As Mr. Greenspan will probably tell you, maintaining low rates for a long time will eventually result in market distortions in the form of asset bubbles and/or inflation . This is when one nation keeps its rates low - but what happens when the world's leading economies slash rates in an unprecedented, coordinated move? We've yet to find out, but we do know that there's just a lot more money out there, and isn't that the definition of inflation?
Do You Speak Fedish?
Even on a week filled with economic data fanfare, the FOMC is guaranteed to give the best show in town. Higher than expected reading of PPI and CPI in the US and UK respectively sharpened global focus on the possibility of future rate hike. The Fed is highly unlikely to announce rate increases any time soon. However, with the release of the FOMC minutes, scores of commentators all over the media will immediately begin the amusing process of translating the minutes from Fedish to English. Traders, investors and economists alike will scan through the release with a fine-toothed comb in effort to discern even the slightest change in sentiment in order to glean even the faintest hint regarding where rates are headed.

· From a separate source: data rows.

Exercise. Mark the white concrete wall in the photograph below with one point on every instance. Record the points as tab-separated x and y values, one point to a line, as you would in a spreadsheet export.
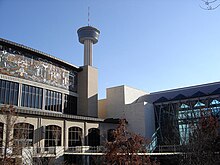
135	115
132	94
149	120
115	102
120	103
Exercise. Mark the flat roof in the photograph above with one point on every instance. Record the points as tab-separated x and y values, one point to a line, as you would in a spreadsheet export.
190	91
39	53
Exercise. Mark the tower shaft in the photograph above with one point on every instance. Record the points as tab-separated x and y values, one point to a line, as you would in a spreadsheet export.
88	52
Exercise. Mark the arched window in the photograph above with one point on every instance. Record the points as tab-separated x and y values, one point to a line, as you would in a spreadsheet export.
75	136
111	136
94	137
23	134
52	136
1	133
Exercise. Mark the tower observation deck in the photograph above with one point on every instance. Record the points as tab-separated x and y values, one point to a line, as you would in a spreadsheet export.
88	36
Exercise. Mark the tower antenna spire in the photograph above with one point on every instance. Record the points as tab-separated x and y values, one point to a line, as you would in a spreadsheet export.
88	16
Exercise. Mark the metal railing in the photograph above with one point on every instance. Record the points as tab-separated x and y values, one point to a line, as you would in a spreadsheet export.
85	149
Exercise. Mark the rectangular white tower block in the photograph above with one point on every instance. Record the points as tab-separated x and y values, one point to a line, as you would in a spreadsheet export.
88	91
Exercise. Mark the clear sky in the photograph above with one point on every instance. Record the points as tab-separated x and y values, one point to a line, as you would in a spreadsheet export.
151	45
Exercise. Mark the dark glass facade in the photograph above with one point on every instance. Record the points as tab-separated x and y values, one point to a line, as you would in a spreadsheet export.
8	92
52	136
31	97
1	134
70	105
177	120
23	134
53	101
75	136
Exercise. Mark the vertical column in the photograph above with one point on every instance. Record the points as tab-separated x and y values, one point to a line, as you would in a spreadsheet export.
63	101
19	94
43	99
88	52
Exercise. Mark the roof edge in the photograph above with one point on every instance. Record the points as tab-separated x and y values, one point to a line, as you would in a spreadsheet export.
37	51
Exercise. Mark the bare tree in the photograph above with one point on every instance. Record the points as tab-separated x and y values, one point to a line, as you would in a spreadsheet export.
204	143
127	148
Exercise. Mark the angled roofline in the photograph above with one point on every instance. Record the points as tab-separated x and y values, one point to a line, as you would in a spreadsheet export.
48	56
186	88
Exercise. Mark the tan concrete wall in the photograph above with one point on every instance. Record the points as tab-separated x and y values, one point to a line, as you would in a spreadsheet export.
88	91
102	108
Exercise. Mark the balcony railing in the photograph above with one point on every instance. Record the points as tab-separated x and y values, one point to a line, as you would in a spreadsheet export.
85	149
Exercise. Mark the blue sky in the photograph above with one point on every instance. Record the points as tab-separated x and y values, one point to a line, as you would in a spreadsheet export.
149	45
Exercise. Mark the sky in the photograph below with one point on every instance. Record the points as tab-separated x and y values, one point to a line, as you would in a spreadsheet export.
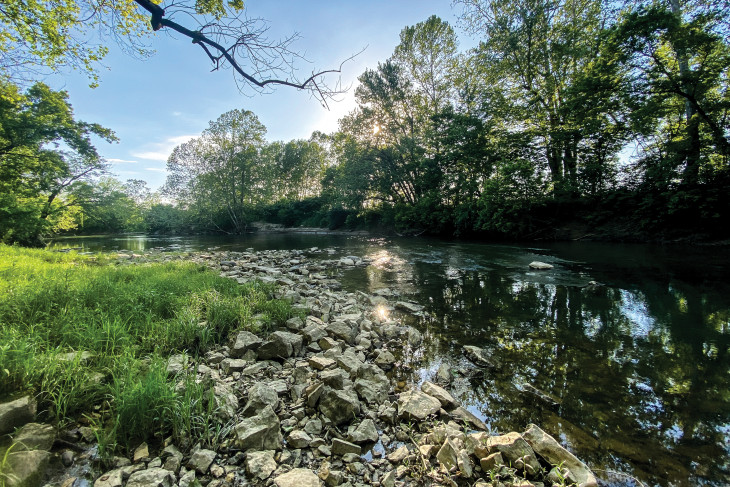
157	103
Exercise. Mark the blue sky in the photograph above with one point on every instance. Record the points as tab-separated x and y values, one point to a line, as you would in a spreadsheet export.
157	103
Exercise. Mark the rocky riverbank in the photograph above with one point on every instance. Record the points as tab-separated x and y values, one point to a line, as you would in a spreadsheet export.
313	404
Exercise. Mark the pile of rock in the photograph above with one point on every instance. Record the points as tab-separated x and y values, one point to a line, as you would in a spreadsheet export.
313	404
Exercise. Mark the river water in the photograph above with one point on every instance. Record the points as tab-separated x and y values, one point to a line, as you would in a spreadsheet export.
638	364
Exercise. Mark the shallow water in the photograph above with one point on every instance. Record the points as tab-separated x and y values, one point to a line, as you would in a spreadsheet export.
639	364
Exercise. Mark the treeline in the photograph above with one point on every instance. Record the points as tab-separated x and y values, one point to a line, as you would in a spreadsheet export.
571	118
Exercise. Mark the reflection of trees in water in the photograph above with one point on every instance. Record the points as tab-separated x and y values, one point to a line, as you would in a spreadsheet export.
641	374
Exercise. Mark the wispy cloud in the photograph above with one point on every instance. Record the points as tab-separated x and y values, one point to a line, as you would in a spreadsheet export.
160	151
121	161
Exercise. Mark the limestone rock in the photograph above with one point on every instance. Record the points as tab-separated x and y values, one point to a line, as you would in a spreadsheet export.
339	406
260	464
549	449
417	405
299	477
366	432
201	460
245	341
16	413
259	396
152	477
260	432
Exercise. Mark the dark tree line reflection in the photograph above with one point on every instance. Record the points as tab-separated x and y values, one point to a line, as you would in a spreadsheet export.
640	371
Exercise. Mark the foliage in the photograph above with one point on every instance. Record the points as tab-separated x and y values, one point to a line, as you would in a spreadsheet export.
44	151
79	330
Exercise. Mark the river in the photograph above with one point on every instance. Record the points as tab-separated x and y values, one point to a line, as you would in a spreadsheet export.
638	363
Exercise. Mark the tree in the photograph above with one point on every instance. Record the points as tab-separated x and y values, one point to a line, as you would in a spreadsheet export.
214	175
42	35
44	151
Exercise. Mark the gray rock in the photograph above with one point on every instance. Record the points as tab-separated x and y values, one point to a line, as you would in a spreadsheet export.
260	432
342	331
259	396
342	447
339	406
417	405
260	464
549	449
245	341
201	460
298	477
152	477
298	439
280	345
16	413
34	436
446	399
366	432
25	468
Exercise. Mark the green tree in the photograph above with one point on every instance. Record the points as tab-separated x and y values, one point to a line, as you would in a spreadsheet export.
44	151
214	175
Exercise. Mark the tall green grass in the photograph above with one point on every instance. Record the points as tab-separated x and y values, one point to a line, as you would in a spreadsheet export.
54	307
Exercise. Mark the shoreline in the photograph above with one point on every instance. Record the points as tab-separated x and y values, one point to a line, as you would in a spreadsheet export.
313	404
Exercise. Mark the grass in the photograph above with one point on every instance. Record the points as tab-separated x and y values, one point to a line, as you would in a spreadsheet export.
81	333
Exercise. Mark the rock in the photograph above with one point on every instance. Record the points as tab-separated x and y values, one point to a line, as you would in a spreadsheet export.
321	363
446	399
417	405
461	414
448	455
408	306
366	432
34	436
549	449
245	341
399	455
299	477
16	413
25	468
260	464
259	396
339	406
280	345
201	460
226	402
515	449
385	360
113	478
152	477
478	356
342	447
342	331
260	432
298	439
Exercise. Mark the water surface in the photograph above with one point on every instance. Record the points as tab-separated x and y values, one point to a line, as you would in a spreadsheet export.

So what to look for? The Fed is unlikely to raise rates before other emergency measures such as the TARP, TALF, and bond purchasing, are wound down. Therefore it is important to look for any signaling or intention to remove these measures. In addition, it is important to pay attention to any changes in sentiment regarding the recovery and comments regarding the prospects of inflation.
In my free time, I took some Fedish lessons, call it Fedish 101. I was able to discern, with moderate certainty that by repeating the point of a "jobless recovery", Mr. Bernanke is setting the stage for rate hikes prior to any noticeable improvement in employment numbers - a move that, unless gently delivered, can deal a blow to a market struggling with a new breed of consumers who simply spend less.